A livello industriale si controllano i parametri del grasso, caseina, proteine, cellule somatiche e carica batterica, mentre vengono tralasciati quelli che invece fanno la reale differenza come l’alta concentrazione di CLA, un acido grasso polinsaturo che impedisce la crescita del colesterolo cattivo, parametro difficile da mantenere per le produzioni industriali di massa se si lavorano milioni di litri di latte. Esistono imprenditori coraggiosi che invece l’hanno fatto. Significa effettuare controlli costanti sulla materia prima, caseificarla a parte, procedere a certificazioni costanti. Operazioni che costano anche perché poi bisogna comunicare quelle virtù ai consumatori. Tutto ciò però ha una ricaduta positiva sul prezzo del latte pagato all’allevatore che dovrebbe essere, e lo è, più alto. Invito chi ci legge a fare un salto in un negozio e verificare la differenza di prezzo di un pecorino CLA, a Cagliari si trova, rispetto a uno comune.

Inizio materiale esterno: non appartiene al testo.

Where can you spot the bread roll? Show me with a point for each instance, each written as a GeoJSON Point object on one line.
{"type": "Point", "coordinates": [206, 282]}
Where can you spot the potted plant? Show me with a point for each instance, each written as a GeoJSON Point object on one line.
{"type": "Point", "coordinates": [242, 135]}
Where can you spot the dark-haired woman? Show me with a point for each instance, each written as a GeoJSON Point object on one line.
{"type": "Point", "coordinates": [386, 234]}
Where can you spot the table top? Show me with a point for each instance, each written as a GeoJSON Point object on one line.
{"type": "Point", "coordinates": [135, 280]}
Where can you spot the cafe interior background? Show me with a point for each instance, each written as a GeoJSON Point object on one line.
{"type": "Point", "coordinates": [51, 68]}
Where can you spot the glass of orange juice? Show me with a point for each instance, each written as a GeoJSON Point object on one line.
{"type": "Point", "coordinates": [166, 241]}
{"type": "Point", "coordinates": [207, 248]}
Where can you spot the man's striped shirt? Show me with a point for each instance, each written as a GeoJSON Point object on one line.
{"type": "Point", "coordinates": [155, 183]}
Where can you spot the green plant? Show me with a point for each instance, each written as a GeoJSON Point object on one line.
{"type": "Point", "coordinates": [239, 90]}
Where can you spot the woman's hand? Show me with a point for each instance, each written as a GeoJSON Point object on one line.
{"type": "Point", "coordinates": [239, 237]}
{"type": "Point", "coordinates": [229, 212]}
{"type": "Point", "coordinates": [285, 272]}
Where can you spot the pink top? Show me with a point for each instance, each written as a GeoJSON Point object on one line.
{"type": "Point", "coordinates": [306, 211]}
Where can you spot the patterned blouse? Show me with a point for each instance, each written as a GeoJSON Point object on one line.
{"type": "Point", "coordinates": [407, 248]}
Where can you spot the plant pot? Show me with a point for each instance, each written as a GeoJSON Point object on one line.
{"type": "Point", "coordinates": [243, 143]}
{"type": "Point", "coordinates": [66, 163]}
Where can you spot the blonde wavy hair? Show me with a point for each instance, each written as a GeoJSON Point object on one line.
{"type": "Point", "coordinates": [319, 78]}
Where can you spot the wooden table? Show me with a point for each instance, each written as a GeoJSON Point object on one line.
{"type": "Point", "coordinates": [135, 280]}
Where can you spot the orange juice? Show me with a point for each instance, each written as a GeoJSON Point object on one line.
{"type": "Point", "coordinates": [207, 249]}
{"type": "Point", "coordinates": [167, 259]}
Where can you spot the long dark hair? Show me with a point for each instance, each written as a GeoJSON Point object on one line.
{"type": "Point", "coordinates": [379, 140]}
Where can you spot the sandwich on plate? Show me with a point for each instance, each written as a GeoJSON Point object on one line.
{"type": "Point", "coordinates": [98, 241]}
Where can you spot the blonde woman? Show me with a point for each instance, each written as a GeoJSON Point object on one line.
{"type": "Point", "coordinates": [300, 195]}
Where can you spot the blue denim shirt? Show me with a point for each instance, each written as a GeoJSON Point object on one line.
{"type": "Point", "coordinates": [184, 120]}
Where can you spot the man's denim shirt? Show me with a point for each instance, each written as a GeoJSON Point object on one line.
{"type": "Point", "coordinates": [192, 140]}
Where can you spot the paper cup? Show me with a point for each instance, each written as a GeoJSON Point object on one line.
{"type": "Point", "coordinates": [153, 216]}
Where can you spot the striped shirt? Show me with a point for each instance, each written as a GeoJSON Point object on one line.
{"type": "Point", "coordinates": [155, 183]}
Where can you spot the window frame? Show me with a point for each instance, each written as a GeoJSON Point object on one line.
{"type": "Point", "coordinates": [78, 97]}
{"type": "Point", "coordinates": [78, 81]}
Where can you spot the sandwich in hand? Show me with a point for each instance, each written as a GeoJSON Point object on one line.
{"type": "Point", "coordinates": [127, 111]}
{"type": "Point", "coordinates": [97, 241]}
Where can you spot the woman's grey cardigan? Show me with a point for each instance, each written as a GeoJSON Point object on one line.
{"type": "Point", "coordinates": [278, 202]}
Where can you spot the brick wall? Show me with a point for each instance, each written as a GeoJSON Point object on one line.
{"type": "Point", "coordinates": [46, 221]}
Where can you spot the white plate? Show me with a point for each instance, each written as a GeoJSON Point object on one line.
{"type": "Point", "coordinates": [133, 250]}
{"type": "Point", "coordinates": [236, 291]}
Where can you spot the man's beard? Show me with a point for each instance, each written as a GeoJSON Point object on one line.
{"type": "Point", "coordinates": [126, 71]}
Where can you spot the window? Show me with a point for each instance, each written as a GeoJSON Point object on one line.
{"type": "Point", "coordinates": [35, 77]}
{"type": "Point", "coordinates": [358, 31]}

È davvero l’ultima chiamata per la vertenza pastori? Come possiamo rispondere?
Agendo, operando una grande riforma del settore. Credo che in questo caso il pubblico possa fare poco se non garantendo un quadro di riferimento certo, la soluzione dei problemi è nelle mani degli attori della filiera. Sono loro i protagonisti e solo loro possono trovare le soluzioni. Credo che alla fine sarà così perché nessuno vuole la scomparsa di un comparto così importante per l’economia della Sardegna.